| HN Mirror

Y	Hacker News new \| ask \| show \| jobs

by haradion 1441 days ago

You might think of Rust's async paradigm as "half a continuation, turned upside down". With traditional coroutines, after an async operation completes, the language's runtime calls back into your code, and you actively call the next thing, "pushing" control flow down the pipe. Most languages with continuations manage this by "pausing" your function and keeping its stack frame around, which, in the general case, means your function's stack frame has to be heap-allocated, which is basically the language itself giving you a "pseudo-thread". You eventually get control back with the same stack frame, and as far as the language is concerned, how you get back there is none of your concern; that's its job.

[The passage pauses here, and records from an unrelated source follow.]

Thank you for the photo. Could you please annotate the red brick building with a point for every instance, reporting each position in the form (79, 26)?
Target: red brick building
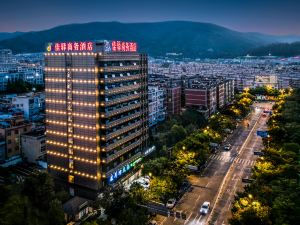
(173, 100)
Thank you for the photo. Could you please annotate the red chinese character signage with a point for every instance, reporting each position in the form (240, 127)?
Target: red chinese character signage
(70, 46)
(123, 46)
(109, 46)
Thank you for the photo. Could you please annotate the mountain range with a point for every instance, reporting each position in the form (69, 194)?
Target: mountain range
(191, 39)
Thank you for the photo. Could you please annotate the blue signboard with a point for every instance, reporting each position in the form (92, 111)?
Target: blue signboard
(262, 133)
(117, 174)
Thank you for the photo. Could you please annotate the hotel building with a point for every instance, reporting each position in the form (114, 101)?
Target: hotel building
(97, 110)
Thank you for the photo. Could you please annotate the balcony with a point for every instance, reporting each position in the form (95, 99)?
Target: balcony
(123, 120)
(123, 151)
(123, 140)
(121, 100)
(120, 79)
(121, 68)
(132, 159)
(122, 130)
(122, 89)
(122, 110)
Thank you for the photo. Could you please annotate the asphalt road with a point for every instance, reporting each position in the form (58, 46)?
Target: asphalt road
(222, 178)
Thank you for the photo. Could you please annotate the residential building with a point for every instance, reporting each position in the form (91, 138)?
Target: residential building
(11, 128)
(6, 56)
(173, 99)
(266, 80)
(33, 146)
(96, 112)
(208, 93)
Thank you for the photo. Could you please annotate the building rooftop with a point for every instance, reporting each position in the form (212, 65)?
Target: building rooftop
(35, 133)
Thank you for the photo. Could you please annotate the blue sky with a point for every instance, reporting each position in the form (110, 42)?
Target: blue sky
(267, 16)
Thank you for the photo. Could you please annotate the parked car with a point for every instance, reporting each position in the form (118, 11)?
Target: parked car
(153, 222)
(227, 147)
(171, 203)
(144, 183)
(204, 208)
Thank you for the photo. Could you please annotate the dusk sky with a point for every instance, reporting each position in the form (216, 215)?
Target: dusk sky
(266, 16)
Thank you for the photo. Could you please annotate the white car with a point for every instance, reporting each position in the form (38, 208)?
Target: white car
(204, 208)
(144, 183)
(171, 203)
(227, 147)
(152, 222)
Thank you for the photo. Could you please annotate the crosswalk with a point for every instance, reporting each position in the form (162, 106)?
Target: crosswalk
(232, 159)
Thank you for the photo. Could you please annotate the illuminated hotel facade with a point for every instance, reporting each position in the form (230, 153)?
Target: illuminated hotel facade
(96, 107)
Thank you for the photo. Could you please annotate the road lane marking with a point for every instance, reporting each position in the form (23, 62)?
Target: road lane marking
(188, 218)
(199, 219)
(231, 166)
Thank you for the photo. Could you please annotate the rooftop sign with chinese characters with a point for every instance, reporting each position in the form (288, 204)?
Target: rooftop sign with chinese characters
(92, 46)
(70, 46)
(123, 46)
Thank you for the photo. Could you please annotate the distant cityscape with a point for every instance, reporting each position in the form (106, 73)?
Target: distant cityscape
(87, 111)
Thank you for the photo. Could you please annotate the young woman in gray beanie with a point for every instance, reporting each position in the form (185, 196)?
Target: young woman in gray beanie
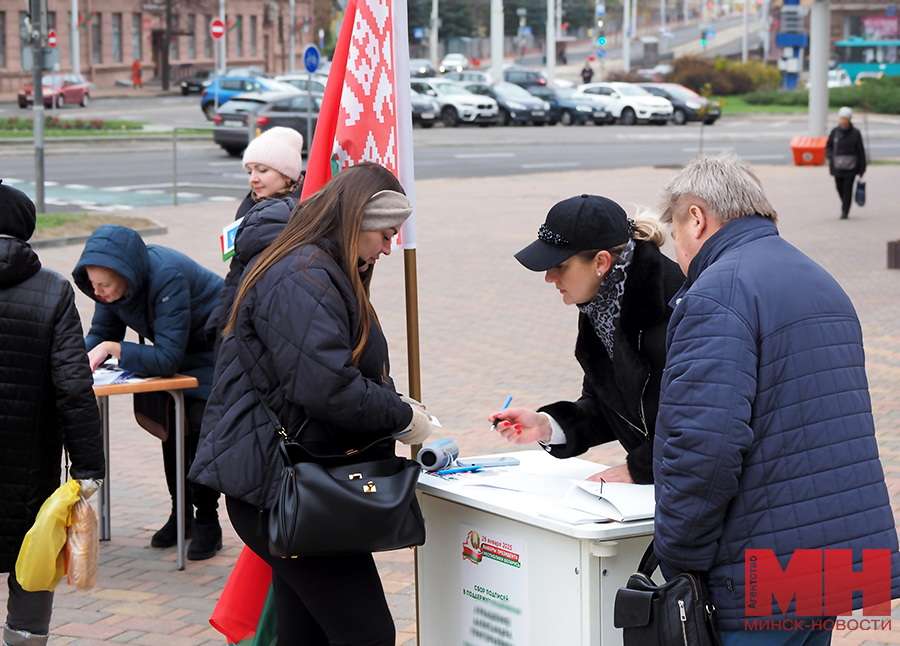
(303, 337)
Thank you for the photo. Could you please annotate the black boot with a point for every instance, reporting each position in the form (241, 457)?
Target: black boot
(166, 536)
(207, 540)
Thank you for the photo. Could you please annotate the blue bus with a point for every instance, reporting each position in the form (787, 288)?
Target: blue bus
(857, 55)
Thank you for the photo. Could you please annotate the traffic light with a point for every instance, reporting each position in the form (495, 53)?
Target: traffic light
(601, 35)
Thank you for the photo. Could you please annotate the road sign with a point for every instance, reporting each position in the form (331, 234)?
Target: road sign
(311, 58)
(216, 28)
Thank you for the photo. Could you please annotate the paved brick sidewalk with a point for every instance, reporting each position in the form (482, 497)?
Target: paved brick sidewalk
(488, 329)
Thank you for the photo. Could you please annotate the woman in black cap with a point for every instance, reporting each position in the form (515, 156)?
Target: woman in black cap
(610, 267)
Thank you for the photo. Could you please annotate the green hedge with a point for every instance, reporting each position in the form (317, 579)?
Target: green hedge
(722, 77)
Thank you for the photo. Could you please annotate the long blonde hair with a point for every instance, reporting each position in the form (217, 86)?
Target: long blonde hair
(335, 212)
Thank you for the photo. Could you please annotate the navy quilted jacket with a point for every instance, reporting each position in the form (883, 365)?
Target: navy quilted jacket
(46, 395)
(765, 437)
(293, 341)
(169, 301)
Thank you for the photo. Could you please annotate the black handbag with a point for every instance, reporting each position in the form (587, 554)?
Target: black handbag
(677, 612)
(345, 508)
(861, 192)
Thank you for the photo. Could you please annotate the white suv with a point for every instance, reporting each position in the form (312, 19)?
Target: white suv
(458, 105)
(629, 103)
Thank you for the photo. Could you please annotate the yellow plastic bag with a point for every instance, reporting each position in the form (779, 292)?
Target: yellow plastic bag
(42, 560)
(82, 546)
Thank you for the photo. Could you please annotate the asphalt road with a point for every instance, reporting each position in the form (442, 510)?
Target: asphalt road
(139, 173)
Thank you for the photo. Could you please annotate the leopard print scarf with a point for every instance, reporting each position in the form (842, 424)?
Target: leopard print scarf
(604, 310)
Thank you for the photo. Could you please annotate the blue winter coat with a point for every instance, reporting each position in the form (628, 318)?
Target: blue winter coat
(765, 437)
(169, 300)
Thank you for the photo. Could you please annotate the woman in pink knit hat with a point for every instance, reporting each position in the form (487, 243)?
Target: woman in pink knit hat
(274, 166)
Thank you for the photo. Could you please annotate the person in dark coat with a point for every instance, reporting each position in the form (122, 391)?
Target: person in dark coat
(587, 72)
(46, 403)
(166, 298)
(765, 438)
(846, 158)
(304, 338)
(275, 172)
(610, 267)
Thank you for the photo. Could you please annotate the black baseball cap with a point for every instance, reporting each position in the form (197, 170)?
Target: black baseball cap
(581, 223)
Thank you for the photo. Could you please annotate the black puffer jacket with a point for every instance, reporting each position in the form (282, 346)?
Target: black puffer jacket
(46, 396)
(293, 341)
(262, 223)
(620, 398)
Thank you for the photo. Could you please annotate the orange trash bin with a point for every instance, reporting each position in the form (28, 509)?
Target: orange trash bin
(809, 151)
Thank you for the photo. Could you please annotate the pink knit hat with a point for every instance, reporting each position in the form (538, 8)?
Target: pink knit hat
(278, 148)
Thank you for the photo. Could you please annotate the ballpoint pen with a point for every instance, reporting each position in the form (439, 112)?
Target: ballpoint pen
(502, 408)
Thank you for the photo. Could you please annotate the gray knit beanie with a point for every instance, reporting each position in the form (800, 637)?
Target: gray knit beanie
(278, 148)
(385, 210)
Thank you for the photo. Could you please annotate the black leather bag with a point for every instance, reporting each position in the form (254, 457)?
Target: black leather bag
(341, 505)
(676, 612)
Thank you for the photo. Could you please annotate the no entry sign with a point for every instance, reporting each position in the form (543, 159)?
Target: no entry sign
(216, 28)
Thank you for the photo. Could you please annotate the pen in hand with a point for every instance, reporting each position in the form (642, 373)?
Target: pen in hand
(502, 408)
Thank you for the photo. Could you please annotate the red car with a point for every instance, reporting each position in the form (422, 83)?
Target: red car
(59, 90)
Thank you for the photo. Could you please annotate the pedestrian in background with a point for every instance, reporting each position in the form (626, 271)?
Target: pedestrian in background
(611, 268)
(137, 74)
(166, 298)
(846, 158)
(765, 437)
(304, 338)
(46, 403)
(274, 168)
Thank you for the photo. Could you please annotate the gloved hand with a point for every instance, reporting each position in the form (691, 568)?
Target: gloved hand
(412, 402)
(419, 429)
(88, 487)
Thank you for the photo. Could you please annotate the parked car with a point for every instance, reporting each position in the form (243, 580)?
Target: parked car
(687, 105)
(231, 123)
(58, 90)
(837, 77)
(303, 80)
(231, 86)
(197, 81)
(629, 103)
(515, 103)
(457, 104)
(425, 109)
(453, 63)
(246, 70)
(421, 68)
(569, 107)
(469, 76)
(523, 76)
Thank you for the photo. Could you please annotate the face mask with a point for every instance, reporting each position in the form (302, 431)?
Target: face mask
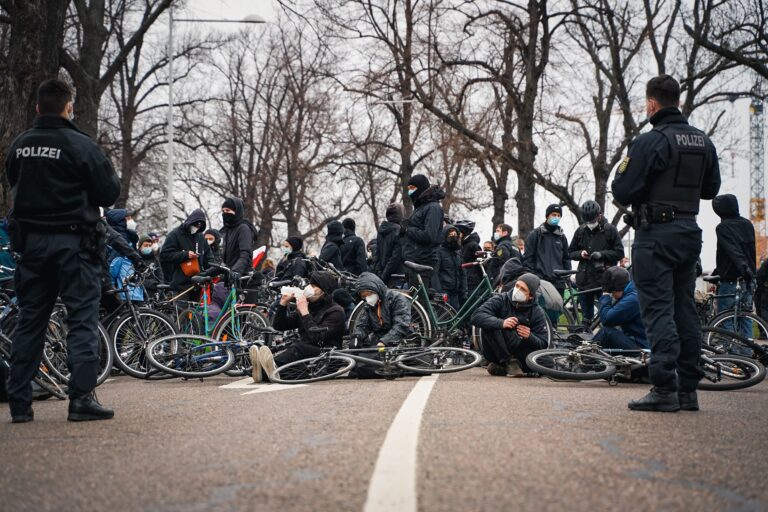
(519, 295)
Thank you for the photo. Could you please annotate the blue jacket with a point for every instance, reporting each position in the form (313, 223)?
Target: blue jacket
(625, 313)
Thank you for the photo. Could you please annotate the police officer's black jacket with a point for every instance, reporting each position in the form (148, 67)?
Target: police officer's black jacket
(735, 240)
(673, 165)
(58, 175)
(603, 239)
(353, 253)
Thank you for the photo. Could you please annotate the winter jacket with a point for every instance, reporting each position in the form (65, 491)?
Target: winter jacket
(423, 234)
(177, 245)
(239, 237)
(390, 320)
(546, 250)
(322, 313)
(625, 313)
(499, 307)
(292, 265)
(389, 251)
(735, 240)
(603, 239)
(353, 253)
(448, 276)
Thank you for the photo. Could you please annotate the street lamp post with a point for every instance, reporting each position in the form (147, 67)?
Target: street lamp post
(252, 18)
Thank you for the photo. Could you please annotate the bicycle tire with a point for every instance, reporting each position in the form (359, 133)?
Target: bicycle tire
(553, 363)
(441, 360)
(191, 356)
(744, 371)
(313, 369)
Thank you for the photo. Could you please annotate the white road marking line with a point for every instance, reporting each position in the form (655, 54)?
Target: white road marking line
(393, 484)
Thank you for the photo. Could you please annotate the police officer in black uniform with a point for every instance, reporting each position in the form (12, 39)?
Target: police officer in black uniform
(666, 173)
(59, 177)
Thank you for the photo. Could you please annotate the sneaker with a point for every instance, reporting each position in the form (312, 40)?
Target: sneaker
(266, 361)
(255, 364)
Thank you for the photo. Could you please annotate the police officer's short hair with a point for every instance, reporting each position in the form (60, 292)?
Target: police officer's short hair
(52, 97)
(664, 89)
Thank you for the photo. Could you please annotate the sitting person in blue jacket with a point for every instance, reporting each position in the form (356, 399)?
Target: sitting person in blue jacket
(620, 313)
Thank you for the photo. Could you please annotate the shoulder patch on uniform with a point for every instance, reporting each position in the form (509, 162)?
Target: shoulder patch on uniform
(624, 164)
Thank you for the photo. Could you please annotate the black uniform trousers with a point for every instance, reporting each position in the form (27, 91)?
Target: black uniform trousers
(55, 265)
(665, 258)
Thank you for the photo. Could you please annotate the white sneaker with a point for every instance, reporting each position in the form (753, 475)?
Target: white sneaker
(256, 364)
(266, 361)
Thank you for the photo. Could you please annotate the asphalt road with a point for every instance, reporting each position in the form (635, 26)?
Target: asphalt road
(484, 443)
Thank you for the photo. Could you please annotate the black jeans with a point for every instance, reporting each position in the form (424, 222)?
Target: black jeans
(55, 265)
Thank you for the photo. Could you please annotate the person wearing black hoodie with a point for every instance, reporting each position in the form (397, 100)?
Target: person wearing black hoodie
(422, 233)
(353, 255)
(331, 250)
(184, 243)
(239, 236)
(735, 257)
(512, 326)
(389, 252)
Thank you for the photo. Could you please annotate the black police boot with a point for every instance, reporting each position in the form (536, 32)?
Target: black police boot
(688, 401)
(657, 400)
(87, 408)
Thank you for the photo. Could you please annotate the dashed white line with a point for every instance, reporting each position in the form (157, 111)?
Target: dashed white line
(393, 484)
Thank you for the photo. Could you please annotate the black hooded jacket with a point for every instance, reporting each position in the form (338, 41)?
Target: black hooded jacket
(177, 245)
(735, 240)
(239, 237)
(423, 234)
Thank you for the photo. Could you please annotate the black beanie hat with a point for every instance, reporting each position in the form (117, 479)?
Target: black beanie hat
(324, 280)
(554, 208)
(295, 242)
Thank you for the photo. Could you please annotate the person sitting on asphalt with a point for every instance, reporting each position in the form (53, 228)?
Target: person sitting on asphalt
(619, 313)
(315, 308)
(512, 326)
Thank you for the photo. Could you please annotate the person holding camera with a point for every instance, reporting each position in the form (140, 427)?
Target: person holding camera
(512, 325)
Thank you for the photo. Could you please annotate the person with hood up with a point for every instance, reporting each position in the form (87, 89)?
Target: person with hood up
(315, 308)
(735, 258)
(331, 250)
(449, 277)
(293, 263)
(620, 313)
(512, 326)
(239, 236)
(389, 253)
(184, 243)
(422, 232)
(353, 255)
(546, 249)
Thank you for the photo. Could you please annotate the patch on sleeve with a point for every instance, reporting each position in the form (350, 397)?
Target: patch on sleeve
(623, 165)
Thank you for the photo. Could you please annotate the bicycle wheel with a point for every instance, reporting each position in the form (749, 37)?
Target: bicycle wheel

In Rust's polling-based model, there's no "magic" saving of stack frames. You get some space to store state, but the runtime has to manage that memory itself. You can use the language to express "this is the next thing to call", but when you spawn an async I/O task and yield to it, you've already returned from your own function to the runtime, and it's the runtime's job to call your function again with the state it had stashed away. You then jump over the steps in your function that have already been handled and call into the next thing. It gets a bit more involved due to various bits of syntactic sugar, but that's the basic model. It's operating at a lower level of abstraction than many languages' coroutines or call/cc, which gives you the flexibility to customize the behavior to meet specific needs.

A runtime for generic desktop/server apps may maintain a thread pool and call back into your code on one of those threads. In WebAssembly, execution is single-threaded, but JavaScript promises may call into your runtime, and you have to dispatch that to the right Rust future. On embedded platforms, the data structures that the desktop/server runtime uses may simply not be suitable (e.g. because you have no general-purpose heap allocator), so you need to use a different approach with more constraints.

Interoperability between these runtime is possible. The key is that you need a task that's running on one runtime to be able to spawn a task on the other, with part of that task's job being to notify the first runtime that it's time to poll the "parent" task again. The mechanics vary depending on how each runtime handles task spawning.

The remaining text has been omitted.